Isoniazid (INH) is a widely used drug in the prophylaxis and treatment of tuberculosis. In the present study, isoniazid (INH)-induced toxicity was investigated according to the dosing-time in the 24-h scale in mice.

Two studies were carried out on a total of 180 male Swiss mice synchronized for 3 weeks to 12-hour light (rest) and 12-hour dark (activity) cycle (L/D: 12/12). In the first study a potentially lethal dose of INH (180mg/kg) was administered by intraperitoneal (i.p.) route at six different circadian-times: 1, 5, 9, 13, 17 and 21 hours after light onset (HALO). In the second one, a sublethal dose (120mg/kg) was administered at three circadian-times (1, 9 and 17 HALO) in order to evaluate the variation of haematological toxicity. Rectal temperature, body weight loss, survival (study 1) and complete cell count (study 2) were determined as toxicity endpoints. The Cosinor and ANOVA methods were used for the data statistical analysis.

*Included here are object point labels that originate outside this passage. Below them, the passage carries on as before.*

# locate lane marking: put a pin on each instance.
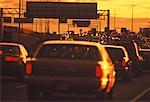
(20, 86)
(140, 95)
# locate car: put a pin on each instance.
(134, 55)
(120, 58)
(13, 57)
(70, 67)
(146, 56)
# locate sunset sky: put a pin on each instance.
(121, 9)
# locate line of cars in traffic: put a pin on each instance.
(72, 67)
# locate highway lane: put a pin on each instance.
(123, 91)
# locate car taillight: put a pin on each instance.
(11, 59)
(28, 68)
(123, 63)
(98, 71)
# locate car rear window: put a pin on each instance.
(116, 54)
(69, 51)
(129, 46)
(9, 50)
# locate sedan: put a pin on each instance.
(13, 57)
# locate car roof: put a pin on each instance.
(8, 43)
(72, 42)
(144, 49)
(118, 47)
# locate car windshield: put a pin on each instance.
(116, 54)
(129, 46)
(9, 50)
(69, 51)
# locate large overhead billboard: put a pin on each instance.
(68, 10)
(23, 20)
(81, 23)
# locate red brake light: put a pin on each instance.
(1, 52)
(123, 63)
(28, 68)
(11, 59)
(98, 71)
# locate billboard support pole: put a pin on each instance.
(19, 22)
(1, 24)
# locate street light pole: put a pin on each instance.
(19, 18)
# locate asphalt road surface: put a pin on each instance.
(138, 90)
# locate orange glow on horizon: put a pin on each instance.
(120, 9)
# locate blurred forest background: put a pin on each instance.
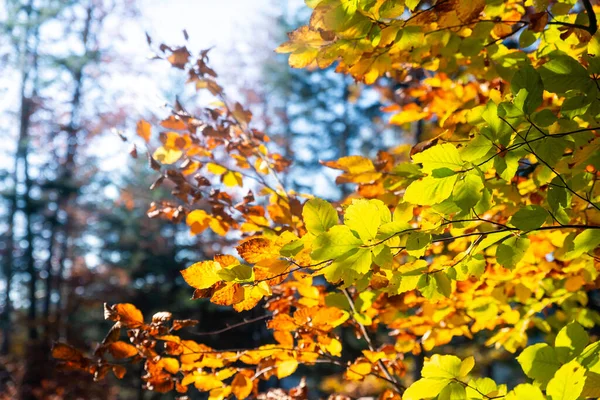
(73, 226)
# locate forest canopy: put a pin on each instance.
(479, 244)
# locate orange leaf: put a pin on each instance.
(198, 221)
(173, 123)
(65, 352)
(119, 371)
(125, 313)
(257, 249)
(121, 350)
(170, 365)
(144, 130)
(241, 386)
(231, 293)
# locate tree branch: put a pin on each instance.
(365, 334)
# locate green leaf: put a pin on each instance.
(528, 79)
(586, 241)
(511, 251)
(529, 218)
(363, 217)
(570, 341)
(481, 385)
(454, 391)
(442, 367)
(407, 277)
(439, 372)
(544, 118)
(430, 190)
(349, 266)
(468, 191)
(550, 150)
(434, 286)
(507, 166)
(470, 266)
(526, 39)
(319, 215)
(539, 362)
(563, 73)
(417, 242)
(568, 382)
(477, 148)
(239, 273)
(438, 157)
(337, 300)
(335, 242)
(592, 385)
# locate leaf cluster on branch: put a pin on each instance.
(490, 229)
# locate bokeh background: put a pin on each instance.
(75, 76)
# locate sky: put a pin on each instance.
(228, 27)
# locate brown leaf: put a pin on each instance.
(120, 350)
(183, 323)
(65, 352)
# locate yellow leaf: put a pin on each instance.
(358, 371)
(170, 365)
(241, 386)
(166, 156)
(216, 168)
(257, 249)
(352, 164)
(202, 275)
(303, 57)
(286, 368)
(231, 293)
(410, 113)
(198, 221)
(220, 393)
(232, 178)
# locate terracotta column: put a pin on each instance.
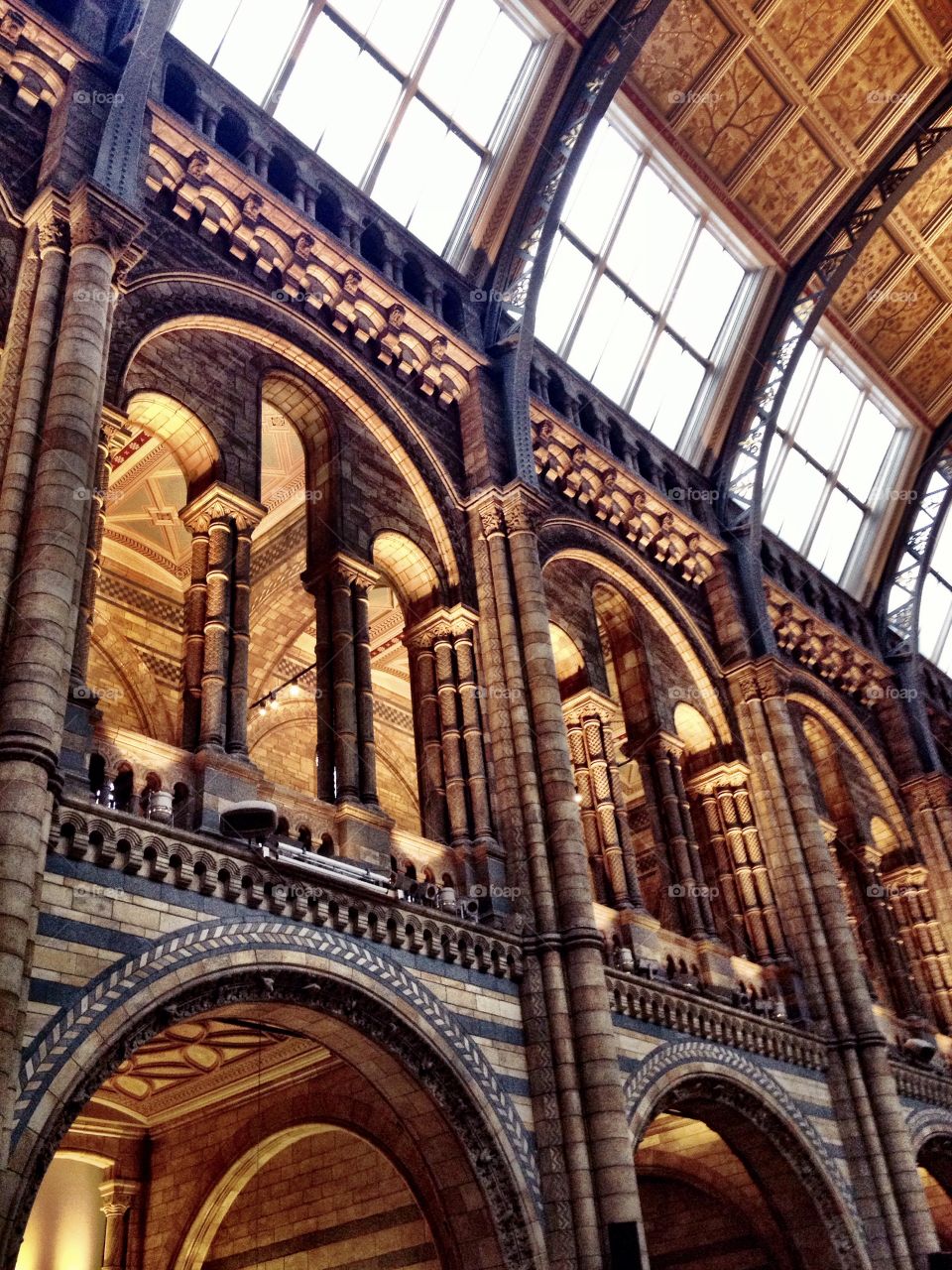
(33, 326)
(693, 902)
(42, 625)
(879, 1151)
(93, 568)
(451, 737)
(222, 518)
(743, 875)
(923, 938)
(118, 1198)
(589, 716)
(451, 748)
(429, 749)
(367, 747)
(516, 556)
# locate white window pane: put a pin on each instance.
(200, 26)
(448, 75)
(652, 239)
(416, 141)
(598, 187)
(942, 556)
(794, 499)
(797, 386)
(705, 294)
(602, 312)
(866, 451)
(352, 136)
(257, 44)
(828, 413)
(835, 535)
(667, 390)
(626, 343)
(395, 28)
(932, 613)
(566, 276)
(452, 171)
(318, 82)
(490, 77)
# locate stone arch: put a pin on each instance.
(136, 681)
(865, 751)
(181, 432)
(384, 1007)
(665, 610)
(409, 568)
(320, 372)
(761, 1123)
(216, 1205)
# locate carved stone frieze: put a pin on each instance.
(634, 509)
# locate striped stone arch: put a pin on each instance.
(209, 965)
(734, 1080)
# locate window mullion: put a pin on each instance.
(286, 70)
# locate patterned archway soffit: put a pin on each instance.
(517, 278)
(735, 1080)
(324, 375)
(354, 984)
(910, 558)
(807, 291)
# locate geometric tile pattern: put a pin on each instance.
(194, 948)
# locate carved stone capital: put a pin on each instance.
(99, 220)
(50, 212)
(220, 503)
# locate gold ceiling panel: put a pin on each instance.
(785, 105)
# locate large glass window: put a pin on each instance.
(408, 100)
(936, 603)
(642, 286)
(829, 465)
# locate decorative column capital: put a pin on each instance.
(118, 1197)
(588, 703)
(221, 503)
(761, 680)
(444, 622)
(99, 220)
(734, 775)
(50, 213)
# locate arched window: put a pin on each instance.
(643, 285)
(835, 451)
(436, 84)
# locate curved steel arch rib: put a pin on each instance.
(517, 278)
(806, 294)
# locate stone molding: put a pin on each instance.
(634, 509)
(220, 503)
(316, 275)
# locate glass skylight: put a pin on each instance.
(835, 447)
(408, 100)
(640, 286)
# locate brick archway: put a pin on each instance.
(451, 1105)
(766, 1129)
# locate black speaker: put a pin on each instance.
(624, 1247)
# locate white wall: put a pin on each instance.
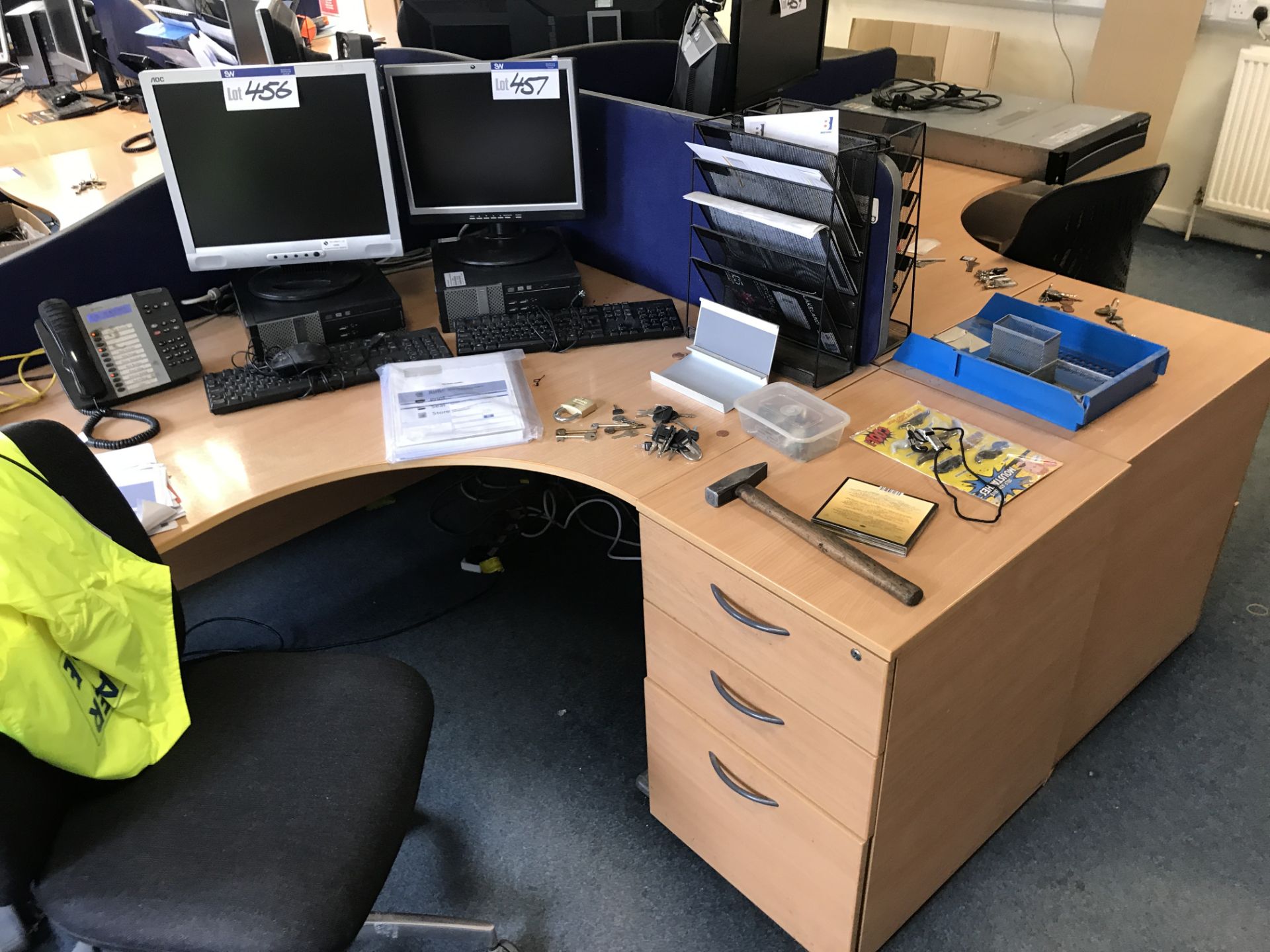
(1029, 63)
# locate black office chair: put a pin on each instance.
(843, 78)
(1086, 230)
(270, 826)
(393, 55)
(633, 69)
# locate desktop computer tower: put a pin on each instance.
(31, 40)
(466, 291)
(370, 306)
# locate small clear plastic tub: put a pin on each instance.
(792, 420)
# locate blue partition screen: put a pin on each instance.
(635, 173)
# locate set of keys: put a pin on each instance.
(995, 278)
(1111, 314)
(666, 437)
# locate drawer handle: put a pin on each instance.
(745, 619)
(736, 787)
(745, 709)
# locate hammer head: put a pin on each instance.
(726, 489)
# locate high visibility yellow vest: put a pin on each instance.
(89, 674)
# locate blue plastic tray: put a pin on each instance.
(1129, 362)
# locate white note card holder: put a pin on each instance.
(730, 356)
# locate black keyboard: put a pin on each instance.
(559, 331)
(352, 362)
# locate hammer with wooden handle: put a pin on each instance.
(743, 485)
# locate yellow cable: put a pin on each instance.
(18, 399)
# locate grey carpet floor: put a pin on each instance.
(1154, 834)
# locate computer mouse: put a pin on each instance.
(300, 358)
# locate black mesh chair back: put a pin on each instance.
(633, 69)
(1086, 230)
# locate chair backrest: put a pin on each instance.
(633, 69)
(1086, 230)
(394, 55)
(34, 795)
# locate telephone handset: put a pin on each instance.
(114, 350)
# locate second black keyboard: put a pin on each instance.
(560, 331)
(352, 362)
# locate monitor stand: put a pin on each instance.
(308, 282)
(505, 244)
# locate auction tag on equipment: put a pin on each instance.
(526, 80)
(259, 88)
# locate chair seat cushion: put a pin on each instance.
(271, 825)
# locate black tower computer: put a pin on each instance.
(498, 30)
(492, 146)
(769, 48)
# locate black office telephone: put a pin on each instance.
(114, 350)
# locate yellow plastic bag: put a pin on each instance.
(89, 674)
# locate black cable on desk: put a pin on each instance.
(917, 95)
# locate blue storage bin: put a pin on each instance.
(1108, 365)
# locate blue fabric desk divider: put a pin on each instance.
(1127, 364)
(634, 175)
(845, 78)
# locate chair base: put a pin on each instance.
(13, 931)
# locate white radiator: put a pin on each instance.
(1240, 182)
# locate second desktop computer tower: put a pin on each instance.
(465, 291)
(365, 307)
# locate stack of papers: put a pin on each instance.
(144, 483)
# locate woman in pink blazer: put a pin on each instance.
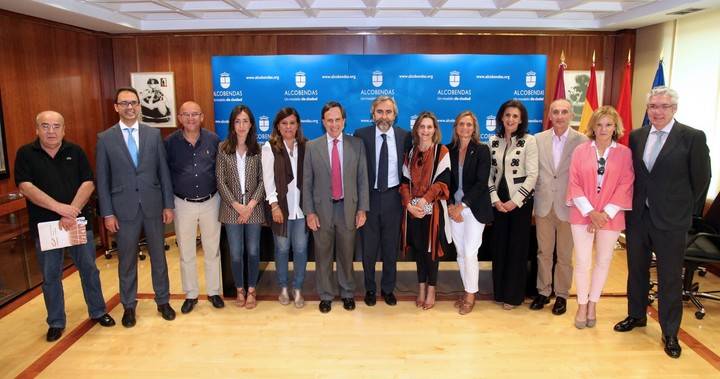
(599, 191)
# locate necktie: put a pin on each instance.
(132, 146)
(655, 150)
(382, 174)
(336, 172)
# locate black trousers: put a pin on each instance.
(669, 246)
(417, 238)
(381, 238)
(511, 239)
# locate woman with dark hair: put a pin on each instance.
(513, 172)
(424, 190)
(469, 204)
(600, 190)
(240, 183)
(282, 162)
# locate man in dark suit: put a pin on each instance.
(135, 192)
(672, 170)
(335, 199)
(384, 148)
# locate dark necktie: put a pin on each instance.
(382, 175)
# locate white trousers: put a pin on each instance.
(589, 284)
(467, 236)
(188, 216)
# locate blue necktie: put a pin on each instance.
(132, 146)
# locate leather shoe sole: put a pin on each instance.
(370, 298)
(105, 320)
(560, 306)
(629, 324)
(672, 347)
(54, 334)
(325, 306)
(188, 305)
(128, 319)
(349, 304)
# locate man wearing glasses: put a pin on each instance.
(672, 172)
(135, 193)
(191, 155)
(555, 148)
(55, 176)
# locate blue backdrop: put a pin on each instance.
(443, 84)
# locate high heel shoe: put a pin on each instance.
(240, 300)
(430, 299)
(420, 301)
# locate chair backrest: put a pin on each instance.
(712, 216)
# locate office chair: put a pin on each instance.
(703, 248)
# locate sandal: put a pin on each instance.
(251, 299)
(420, 301)
(240, 301)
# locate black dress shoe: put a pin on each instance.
(188, 305)
(539, 302)
(105, 320)
(370, 298)
(216, 301)
(128, 320)
(325, 306)
(348, 303)
(630, 323)
(672, 346)
(389, 298)
(560, 306)
(54, 334)
(166, 311)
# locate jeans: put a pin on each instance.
(297, 236)
(241, 237)
(51, 265)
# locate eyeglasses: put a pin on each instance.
(49, 127)
(128, 104)
(657, 107)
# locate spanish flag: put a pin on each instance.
(590, 100)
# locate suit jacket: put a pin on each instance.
(617, 184)
(476, 171)
(122, 188)
(520, 168)
(228, 182)
(317, 179)
(551, 186)
(679, 177)
(402, 143)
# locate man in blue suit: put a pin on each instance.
(135, 192)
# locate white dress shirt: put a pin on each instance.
(293, 194)
(393, 179)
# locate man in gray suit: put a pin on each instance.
(335, 199)
(385, 145)
(555, 148)
(135, 192)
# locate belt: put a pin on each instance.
(197, 199)
(393, 188)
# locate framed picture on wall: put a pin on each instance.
(157, 97)
(4, 170)
(576, 83)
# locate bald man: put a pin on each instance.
(191, 154)
(555, 147)
(55, 177)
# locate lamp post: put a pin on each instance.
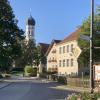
(91, 47)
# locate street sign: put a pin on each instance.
(97, 72)
(76, 52)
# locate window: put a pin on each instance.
(63, 63)
(60, 50)
(67, 63)
(59, 63)
(63, 49)
(67, 48)
(71, 62)
(71, 47)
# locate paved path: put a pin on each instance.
(32, 90)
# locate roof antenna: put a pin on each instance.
(30, 11)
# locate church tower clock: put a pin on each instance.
(30, 29)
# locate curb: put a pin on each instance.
(6, 85)
(72, 89)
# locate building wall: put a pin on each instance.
(66, 61)
(52, 59)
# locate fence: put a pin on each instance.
(78, 82)
(81, 82)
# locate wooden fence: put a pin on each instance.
(81, 83)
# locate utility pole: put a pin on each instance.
(92, 47)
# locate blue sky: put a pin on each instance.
(55, 19)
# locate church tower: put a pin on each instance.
(30, 29)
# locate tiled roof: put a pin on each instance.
(71, 37)
(44, 47)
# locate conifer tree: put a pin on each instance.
(10, 36)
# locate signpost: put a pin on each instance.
(97, 72)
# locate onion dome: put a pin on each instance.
(30, 21)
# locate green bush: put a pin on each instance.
(84, 96)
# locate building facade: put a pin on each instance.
(52, 65)
(64, 56)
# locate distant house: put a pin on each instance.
(51, 54)
(62, 56)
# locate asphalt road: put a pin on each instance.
(32, 90)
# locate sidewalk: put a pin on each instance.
(4, 84)
(72, 88)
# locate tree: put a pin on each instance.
(85, 30)
(10, 36)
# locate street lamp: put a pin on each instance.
(91, 47)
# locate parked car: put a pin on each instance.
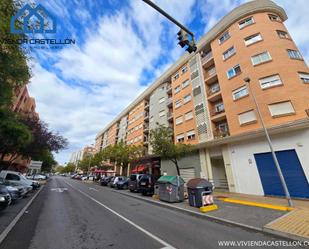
(146, 184)
(18, 178)
(14, 191)
(37, 177)
(123, 184)
(113, 183)
(133, 182)
(5, 198)
(105, 180)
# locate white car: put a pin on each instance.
(16, 178)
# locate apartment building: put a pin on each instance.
(24, 104)
(80, 155)
(209, 105)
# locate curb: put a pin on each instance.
(257, 204)
(18, 216)
(264, 230)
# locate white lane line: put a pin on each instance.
(166, 245)
(18, 216)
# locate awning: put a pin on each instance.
(139, 168)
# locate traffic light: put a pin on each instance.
(184, 40)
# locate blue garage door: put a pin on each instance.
(291, 169)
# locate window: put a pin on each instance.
(187, 98)
(294, 54)
(233, 71)
(179, 120)
(247, 117)
(304, 77)
(240, 92)
(260, 58)
(177, 89)
(185, 83)
(270, 81)
(191, 135)
(281, 109)
(188, 115)
(253, 39)
(224, 37)
(274, 18)
(282, 34)
(228, 53)
(178, 103)
(161, 113)
(180, 138)
(245, 22)
(184, 69)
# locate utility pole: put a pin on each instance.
(182, 34)
(285, 188)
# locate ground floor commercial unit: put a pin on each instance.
(244, 164)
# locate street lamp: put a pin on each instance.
(285, 188)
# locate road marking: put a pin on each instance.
(166, 245)
(18, 216)
(59, 190)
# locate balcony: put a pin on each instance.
(221, 130)
(146, 116)
(169, 89)
(146, 107)
(169, 116)
(218, 113)
(207, 59)
(146, 128)
(211, 75)
(169, 102)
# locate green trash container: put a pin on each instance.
(171, 188)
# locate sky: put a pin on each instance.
(121, 47)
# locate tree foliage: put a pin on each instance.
(161, 140)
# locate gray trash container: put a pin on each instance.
(171, 188)
(198, 187)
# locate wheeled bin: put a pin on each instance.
(199, 190)
(171, 188)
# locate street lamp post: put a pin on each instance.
(285, 188)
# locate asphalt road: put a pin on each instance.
(69, 214)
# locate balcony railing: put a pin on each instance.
(169, 101)
(169, 115)
(213, 89)
(220, 133)
(206, 57)
(217, 110)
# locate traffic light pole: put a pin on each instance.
(172, 19)
(285, 188)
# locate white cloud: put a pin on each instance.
(110, 63)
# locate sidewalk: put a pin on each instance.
(291, 225)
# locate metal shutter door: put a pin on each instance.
(291, 169)
(187, 174)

The Cosinor analysis of rectal temperature time series prior to treatment validated a circadian rhythm, which demonstrates that mice were well synchronized. Following INH injection, rectal temperature increased in all the six circadian stages at days 2 and 3. Body weight loss varied from −12% at 1 HALO to −7% at 13 HALO (P<0.001). The 24-h mean of mortality induced by INH was 38%. Such lethal toxicity varied according to the circadian dosing-time. Maximum (60%) and minimum (20%) survival rates were observed when INH was administered at 9 and 1 HALO respectively. The highest survival time (25 days) occurred when INH was injected at 9 HALO while the lowest survival time (7 days) occurred when INH was given at 1 HALO. The decrease of haematological variables (cytopenia) was dependent on the circadian dosing-time (P<0.001). The least haematological toxicity illustrated by leukopenia index, anaemia and thrombocytopenia was observed in the middle of the second half of the light-rest phase (9 HALO).